If you’re driving around the country, you should be prepared for some pretty terrible driving. We’ve seen people reversing up the motorway towards us, one guy driving one-handed while holding a mattress on the roof of his car, drunk cyclists and even children riding mopeds! 

Meeting people and making friends in Bulgaria

Q: How tolerant are Bulgarians of foreigners? Is there any obvious discrimination against particular religions, women or identities? 

A: There is pretty widespread discrimination against the Roma population, at least in our part of the country. But, as Brits, we’ve found Bulgarians to be very welcoming (if a bit bemused as to why we’d leave the UK to live in Bulgaria). 

Bulgarians tend to hold traditional views on gender (but bear in mind that we live in a quiet village with a mostly older population). With that being said, my boyfriend and I are unmarried, we don’t have kids, and I earn the money while he renovates the house – so we’re definitely not your average ‘family’ by traditional Bulgarian standards – and no one seems to find us to be that strange! 

Q: Have you made friends with Bulgarians or do you mix mainly with other expats? What advice would you give to new expats looking to make friends in Bulgaria? Can you recommend any social or expat groups?

A: There are plenty of expats in Bulgaria, and we met some Brits through our estate agent. We’re not hugely into the expat community and I’m not part of any groups, but the Brits that we know have been incredibly helpful for local tips, such as recommending reliable mechanics and builders, that sort of thing.

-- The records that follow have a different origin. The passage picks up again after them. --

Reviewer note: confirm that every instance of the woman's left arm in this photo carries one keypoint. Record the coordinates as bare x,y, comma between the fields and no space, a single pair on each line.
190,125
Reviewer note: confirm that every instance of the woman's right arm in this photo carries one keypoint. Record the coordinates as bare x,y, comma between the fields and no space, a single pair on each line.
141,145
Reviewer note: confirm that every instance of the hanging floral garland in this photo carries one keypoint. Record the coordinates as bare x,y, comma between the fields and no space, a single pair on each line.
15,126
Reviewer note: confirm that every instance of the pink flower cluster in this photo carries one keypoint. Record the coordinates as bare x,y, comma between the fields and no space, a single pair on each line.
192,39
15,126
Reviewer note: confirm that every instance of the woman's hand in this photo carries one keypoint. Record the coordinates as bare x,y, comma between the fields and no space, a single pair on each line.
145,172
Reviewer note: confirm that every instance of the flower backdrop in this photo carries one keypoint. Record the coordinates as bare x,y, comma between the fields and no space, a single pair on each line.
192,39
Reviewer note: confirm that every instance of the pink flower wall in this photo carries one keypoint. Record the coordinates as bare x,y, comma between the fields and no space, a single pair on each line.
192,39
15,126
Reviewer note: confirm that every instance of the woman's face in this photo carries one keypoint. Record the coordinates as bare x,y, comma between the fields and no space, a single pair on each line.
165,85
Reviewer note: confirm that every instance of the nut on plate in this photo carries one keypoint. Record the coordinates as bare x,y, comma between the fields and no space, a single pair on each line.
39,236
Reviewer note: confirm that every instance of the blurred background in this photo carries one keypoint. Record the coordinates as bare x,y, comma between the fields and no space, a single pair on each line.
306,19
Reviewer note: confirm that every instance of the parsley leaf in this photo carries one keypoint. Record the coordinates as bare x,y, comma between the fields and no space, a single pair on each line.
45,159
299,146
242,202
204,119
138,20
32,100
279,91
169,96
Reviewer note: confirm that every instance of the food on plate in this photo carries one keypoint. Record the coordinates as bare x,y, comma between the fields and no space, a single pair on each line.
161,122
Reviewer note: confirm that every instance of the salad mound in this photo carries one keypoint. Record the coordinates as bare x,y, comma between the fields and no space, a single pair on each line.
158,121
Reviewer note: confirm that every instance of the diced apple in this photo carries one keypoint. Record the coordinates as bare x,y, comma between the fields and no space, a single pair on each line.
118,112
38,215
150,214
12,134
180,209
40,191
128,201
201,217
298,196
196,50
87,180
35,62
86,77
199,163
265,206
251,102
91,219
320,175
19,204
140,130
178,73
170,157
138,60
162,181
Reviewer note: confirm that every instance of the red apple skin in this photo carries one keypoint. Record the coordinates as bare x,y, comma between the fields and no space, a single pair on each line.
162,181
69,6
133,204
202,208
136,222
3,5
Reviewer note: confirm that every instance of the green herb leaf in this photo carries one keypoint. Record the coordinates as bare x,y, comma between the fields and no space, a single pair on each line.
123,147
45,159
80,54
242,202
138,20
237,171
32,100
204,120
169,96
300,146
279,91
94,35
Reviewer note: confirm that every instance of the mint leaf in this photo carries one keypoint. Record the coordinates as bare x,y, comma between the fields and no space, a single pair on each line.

The best thing you can do is to make friends with your Bulgarian neighbours. We visit one neighbour for coffee every day, which helps us keep connected with the village. It’s also a big boost to our Bulgarian language skills. Our neighbours have helped us with everything from gardening advice (sometimes unsolicited!) and sourcing our winter wood, to feeding our cats when we’re away. Bulgarians love getting involved, so don’t be afraid to ask for help. 

And finally…

Q: Is there any other advice that you would like to offer to any new expat arriving in Bulgaria?

A: Firstly, get out and see more of the country. We love Sofia, but it’s not really representative of the rest of the country. To get a sense of just how different Bulgaria is, you need to head to the mountains, visit beautiful old cities like Plovdiv, go to the monasteries, and wander around tiny villages where the old folk still keep sheep and goats. It’s such an interesting, beautiful country and we’ve barely scratched the surface, even after seven years.

Also, be patient. Things happen more slowly here. But isn’t that the whole point?